Si potrebbe quasi sospettare che Intelcenter avesse fatto in casa anche lo stendardo dietro la faccia sorridente del terrorista-mutanda Mutallab. Anzi, a guardarla bene si intuisce che è stata presa una foto del ragazzo da qualche ricordo di vacanza (lui sorridente, disteso, senza il cipiglio del terrorista islamico) gli hanno appiccicato labandiera di Allah, o qualunque cosa sia. Lo strumento usato per la foto esaminata da Krawetz  era Photoshop, il comunissimo software per il ritocco.
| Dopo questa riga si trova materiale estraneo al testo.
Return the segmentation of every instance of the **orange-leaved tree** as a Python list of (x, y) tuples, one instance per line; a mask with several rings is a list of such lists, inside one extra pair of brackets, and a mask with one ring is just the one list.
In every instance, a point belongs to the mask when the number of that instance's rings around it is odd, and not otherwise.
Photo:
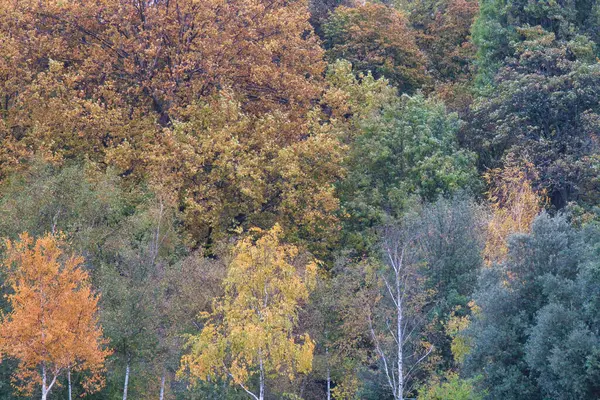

Niente di sofisticato: Al Qaeda in Photoshop. La stessa Rita Katz non ha sofisticate qualifiche su cui appoggiare la sua credibilità di cacciatrice di video - video che sfuggono alla CIA e all’FBI. Ha un diploma di college, che è un grado basso di istruzione in USA. D’origine irachena, ha servito nell’esercito israeliano. Suo padre è stato impiccato da Saddam come spia del Mossad tanti anni fa.

In un processo in cui fu chiamata a testimoniare, ammise di ricevere 130 mila dollari annui dall’FBI. Ma il governo, che la esibì come testimone, non affermò nè pretese che Katz fosse esperta di terrorismo. La Katz si vanta di aver spesso collaborato a stanare terroristi con le polizie americane, ma Forward (rivista ebraica) ha definito queste vanterie «esagerate». (Rita Katz)

La Botteri sa ancora come controllare le fonti? Magari potrebbe consultare la voce «Rita Katz» su Sourcewatch, un sito dedito appunto a vagliare la credibilità delle fonti. Vi si vedrà che la Katz è considerata una «risorsa inestimabile» (an invaluable resource) dalla... Blackwater, la ditta di mercenari, ma che il New York Times, il 23 settembre 2004, informava che «enti di beneficenza islamica l’hanno querelata (la Katz) per diffamazione in quanto li aveva accusati di essere organizzazioni terroristiche, anche se quei gruppi non erano stati imputati»: dunque le accuse della Katz non erano state prese sul serio dagli inquirenti.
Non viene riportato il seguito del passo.